Transparency: While many organizations talk about transparency, an agile company must embrace it every day as part of their internal and external approach to business. This means not only providing an auditable record of activities for compliance purposes but also making it easy for team members, stakeholders, and customers to see how key product and service initiatives are progressing and how they align with the overall mission and values of the organization as a whole.
Alignment: Everything an agile organization does should align with its overall purpose and values. And, while it could be said that this should be true of all organizations, it means something more to a company focusing on business agility. Specifically, it means that every business strategy must align back to agile principles and values, as well as the organization's mission and broader values. In a corresponding fashion, every project developed to carry out business strategies (e.g., everything from software development to human resources initiatives) within the entire organization must be in alignment.
To unlock business agility value, agile teams must be steeped in a culture that values agile methodologies, agile practices, and an agile mindset. For this to happen, the overall culture of the organization must include the following attributes:
Interdepartmental and interpersonal trust
Empowerment at all levels
True teamwork and collaboration
An iterative, adaptable development philosophy
A quality vs quantity attitude
Customer-centric KPIs
A continuous improvement focus
"Informed failure is a learning opportunity" mindset
Resiliency and creativity as valued traits
In addition, to become truly agile enterprises, organizations must fully embrace agile principles and values.

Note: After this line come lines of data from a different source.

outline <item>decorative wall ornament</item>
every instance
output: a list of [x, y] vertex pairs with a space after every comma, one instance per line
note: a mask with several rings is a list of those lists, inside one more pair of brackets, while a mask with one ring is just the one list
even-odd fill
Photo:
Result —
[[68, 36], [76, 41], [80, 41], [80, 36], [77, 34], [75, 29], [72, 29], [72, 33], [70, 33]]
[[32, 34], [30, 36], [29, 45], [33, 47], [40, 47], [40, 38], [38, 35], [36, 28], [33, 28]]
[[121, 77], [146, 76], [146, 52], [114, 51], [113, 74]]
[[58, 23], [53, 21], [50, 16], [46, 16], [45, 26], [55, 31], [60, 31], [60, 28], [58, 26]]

Based on the Agile Manifesto, a document created in 2001 by 17 programmers interested in developing software in new ways, there are four core agile values and 12 agile principles. Adopting an agile culture is critical to reaping the benefits of business agility. However, adopting an agile culture means more than just responding quickly to market changes or helping software teams create short development cycles. Rather, it requires putting customer needs first always, embracing agile culture attributes, and imbedding agile ways of working in every activity.
Since immediate change across the entire organization is likely not a feasible option, it makes sense to begin with something that will a) positively impact revenue, b) mitigate risk, and c) be easily understood across various departments. The business agility value stream meets all of these criteria.
The business agility value stream is a thought process that enables organizations to evaluate potential opportunities quickly, taking advantage of the speed-to-market competitive advantage while still maintaining a focus on core agile values and principles.
(Source: ScaledAgile, 2023)
By proving the value of agile methodology via the business agility value stream, gaining support within the organization for the broader-based changes required to achieve enterprise agility via an agile culture is made more simple. In addition, by pointing to the value obtained by this small use case, justifying the cost of business agility training and business process adjustment can be quantified.